Vladimir Putin will be the czar of all the Russians for another decade and more. Only health appears likely to change the course upon which he now sails.
The questions for the U.S. and its global allies are clear: What does this mean for Russian grand strategy? How can they construct a modus vivendi with Putin and Russia?
Much like President Xi Jinping in China, Putin will now be able to shape events and planning indefinitely. This will mean many of his personal priorities will continue to drive Russian policy. One has been his penchant for putting very serious pressure on weak neighbors, trying to recreate the group of buffer states (what Russians call the “near abroad”) that the Soviet Union enjoyed in the Warsaw Pact countries. Countries such as Ukraine and Georgia (both now invaded and partly occupied by Russian troops); Belarus; the “stans” of Central Asia; and Armenia will feel long-term pressure to join Russian-led customs arrangements, and receive political pressure to align themselves with Putin’s political and diplomatic moves.

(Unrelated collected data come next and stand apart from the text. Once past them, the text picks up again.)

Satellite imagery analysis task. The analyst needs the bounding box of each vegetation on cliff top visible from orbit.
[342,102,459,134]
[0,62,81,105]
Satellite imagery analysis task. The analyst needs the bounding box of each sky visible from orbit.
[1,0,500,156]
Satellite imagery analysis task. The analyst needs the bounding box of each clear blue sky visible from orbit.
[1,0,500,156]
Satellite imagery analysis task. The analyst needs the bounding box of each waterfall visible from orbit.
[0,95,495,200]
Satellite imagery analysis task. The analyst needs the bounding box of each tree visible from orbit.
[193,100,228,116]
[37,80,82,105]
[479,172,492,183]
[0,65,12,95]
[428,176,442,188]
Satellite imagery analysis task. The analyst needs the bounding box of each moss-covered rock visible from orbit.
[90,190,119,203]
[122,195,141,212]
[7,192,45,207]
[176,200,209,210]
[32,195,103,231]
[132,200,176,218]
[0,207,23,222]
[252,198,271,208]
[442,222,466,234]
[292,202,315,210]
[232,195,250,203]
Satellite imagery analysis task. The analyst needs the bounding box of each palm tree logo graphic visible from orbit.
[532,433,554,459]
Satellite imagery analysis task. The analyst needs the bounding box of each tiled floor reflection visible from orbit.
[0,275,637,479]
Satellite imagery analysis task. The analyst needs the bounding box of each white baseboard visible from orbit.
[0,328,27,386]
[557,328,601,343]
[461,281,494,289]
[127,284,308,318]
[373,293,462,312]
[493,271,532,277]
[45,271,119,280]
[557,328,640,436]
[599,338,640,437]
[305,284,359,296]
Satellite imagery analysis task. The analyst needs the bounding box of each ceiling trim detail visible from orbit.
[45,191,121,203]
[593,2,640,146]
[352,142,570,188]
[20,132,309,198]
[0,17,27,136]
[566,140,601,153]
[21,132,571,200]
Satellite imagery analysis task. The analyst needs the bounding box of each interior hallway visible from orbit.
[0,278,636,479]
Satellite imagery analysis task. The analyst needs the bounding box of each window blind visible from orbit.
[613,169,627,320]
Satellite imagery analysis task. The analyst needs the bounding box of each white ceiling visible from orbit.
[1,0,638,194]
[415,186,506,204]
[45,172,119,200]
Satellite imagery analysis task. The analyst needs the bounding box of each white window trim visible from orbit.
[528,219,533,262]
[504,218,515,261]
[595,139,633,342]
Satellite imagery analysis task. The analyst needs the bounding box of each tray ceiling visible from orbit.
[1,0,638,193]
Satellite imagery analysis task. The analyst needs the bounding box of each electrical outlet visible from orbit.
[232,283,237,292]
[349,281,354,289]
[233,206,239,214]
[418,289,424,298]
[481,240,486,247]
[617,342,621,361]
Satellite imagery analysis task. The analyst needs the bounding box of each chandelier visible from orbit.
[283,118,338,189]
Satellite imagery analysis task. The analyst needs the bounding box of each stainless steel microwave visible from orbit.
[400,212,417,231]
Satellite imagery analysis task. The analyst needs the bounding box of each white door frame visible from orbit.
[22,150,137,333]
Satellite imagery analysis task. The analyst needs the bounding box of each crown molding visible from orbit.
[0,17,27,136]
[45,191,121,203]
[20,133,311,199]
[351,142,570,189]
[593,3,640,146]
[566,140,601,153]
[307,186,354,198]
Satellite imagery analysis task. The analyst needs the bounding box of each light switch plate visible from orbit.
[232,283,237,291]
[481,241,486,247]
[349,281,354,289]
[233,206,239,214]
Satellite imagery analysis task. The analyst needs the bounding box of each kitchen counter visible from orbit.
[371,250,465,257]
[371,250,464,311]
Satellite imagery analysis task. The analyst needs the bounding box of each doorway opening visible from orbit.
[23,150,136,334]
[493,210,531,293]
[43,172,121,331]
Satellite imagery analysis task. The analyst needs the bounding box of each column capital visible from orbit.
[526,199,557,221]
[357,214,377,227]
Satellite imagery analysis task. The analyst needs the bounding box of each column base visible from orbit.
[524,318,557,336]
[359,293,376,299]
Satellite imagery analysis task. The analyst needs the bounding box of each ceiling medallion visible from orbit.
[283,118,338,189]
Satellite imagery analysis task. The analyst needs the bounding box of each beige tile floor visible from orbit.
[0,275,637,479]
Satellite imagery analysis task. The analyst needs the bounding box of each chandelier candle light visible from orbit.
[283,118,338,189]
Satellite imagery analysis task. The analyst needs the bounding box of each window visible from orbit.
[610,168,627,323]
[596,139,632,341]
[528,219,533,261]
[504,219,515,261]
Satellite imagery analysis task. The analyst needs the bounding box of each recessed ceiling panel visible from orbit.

Look also for Putin to consolidate his recent gains in the Middle East. With the advantage of a lengthened timeline, he will probably approach Iran with an offer to mediate its feud with the West — on terms that will be helpful to Russia in terms of oil flows. Knowing he needs cash to keep the increasingly restive Russian population appeased, he will be unlikely to take responsibility for reconstruction of Syria, to the disappointment of his erstwhile ally, President Bashar al-Assad. Instead, expect him to work on Saudi Arabia’s Crown Prince Mohammad Bin Salman to find the money to do so. His new timeline allows him to work closely with the next generation of Gulf leaders and Iran.